Die Liste der Beiträger ist tatsächlich interessant, den Anfang bei den Langstrecken macht der von mir sehr verehrte Helmut Philipps, dessen Buch über Reggae in Deutschland ich hier besprochen habe. Mit „To the rescue here I am“ hat Philipps einen Artikel geschrieben, der nicht nur für Fans und Fachleute relevant sein dürfte, ich hoffe auf einen Online-Veröffentlichung. Philipps nähert sich Marley abseits des Bildes eines „ niemals alternden, immer kickenden, ewig kiffenden, Dreadlocks schleudernden, Mysterien beladenen Rastamann“. Gleich zu Beginn des Artikels nennt Philipps die Sachlage beim Namen „Eine Benutzeroberfläche für Jedermann“ sei Marley geworden, ein „Hochglanz-Mythos überhöht bis ins Absurde“, findet auch deutliche Worte für die Witwe auf den Dollarbergen, die sich Queen nennt und Frau war von einem, der niemals König sein wollte. Phillips erzählt Marleys Kurzbiographie anhand von Fakten und rückt an mancher Stelle die Dinge gerade, zum Beispiel die Mythologisierung Marleys als Rastafari Leader, „…gemessen an seinem Gesamtwerk scheint das Verhältnis zu Rastafari jedoch überbewertet“. Der eher politisch geprägte Poet, Sänger und Visionär sagte selbst einmal: „This is not religion this is life!“

Die Zeitzeugen die später im Heft zu Wort kommen, verstärken den Eindruck vom Mensch Marley, der zum Beispiel das Alkoholverbot für Rastas umging indem er Bier trank und diesen scheinbaren Verstoß auch wissenschaftlich entkräften konnte „…herbs and hops have de same roots.“ ("Hops & Herbs in Heidelberg" von Hermann Moter). Mel Cooke berichtet von Marleys ausgeprägtem Geschäftssinn, erklärt den globalen „Tuff Gong“ und sinniert über Marleys Klamotten, ein schöner Mix. Roger Steffens erzählt die Geschichte der Wailers.
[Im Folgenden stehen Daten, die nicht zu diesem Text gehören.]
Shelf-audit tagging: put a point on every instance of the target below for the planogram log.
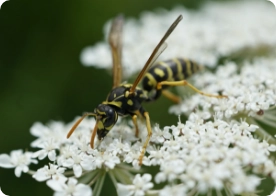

In einer eigenen Geschichte erzählt Beverley Kelso ihre Geschichte der Wailers, jene Frau die heute als die vergessene Stimme der Wailers gilt. Spannend!
David Katz beleuchtet das Verhältnis zwischen Marley und Lee Scratch Perry. Lesenswert auch das Interview mit Marley Biograph Stephen Davis, Publizist Jeff Walker und dem Filmemacher Carl Colby. Ein Gipfeltreffen der Erinnerung, das den Anschlag auf Bob Marley 1976 kritisch beleuchtet und vom anschließenden, legendären "Smile Jamaica" Konzert erzählt.

Vivien Goldmann und Chris Salewicz (Autor des Buches Rude Boy) werfen in zwei Beiträgen einen Blick auf das gewalttätige Jamaika von gestern und heute, Goldmann erzählt von Marleys Jahren im Londoner Exil. Roger Steffens war mit Bob Marley auf Tour und, und, und…

…wir sind gerade mal auf Seite 69 des 122 seitigen Sonderheftes. Natürlich kommt die Marley Familie zu Ehren, die Söhne, Rita Marley und auch die in Jamaika geborene Cindy Breakspeare, hellhäutige Muse und Geliebte Bob Marleys und Mutter des von mir sehr verehrten Damian Marley, dessen letztes Hamburg-Konzert ich hier besprach.

Auf der beigelegt DVD befinden sich drei gefilmte, sehr alte, nie gesehene Interviews die Roger Steffens mit den Wailers, Peter Tosh und Judy Mowatt geführt hat, sowie ein Mitschnitt eines Vortrages von Fully Fullwood & Junior Marvin ("Tosh meets Marley") an der Reggae University beim Rototom Sunsplash 2008. Nicht uninteressant sind auch die Platten & DVD Besprechungen und Reviews am Ende des Heftes, die im endlosen Strom obskurer Marley-Veröffentlichungen Orientierung bieten.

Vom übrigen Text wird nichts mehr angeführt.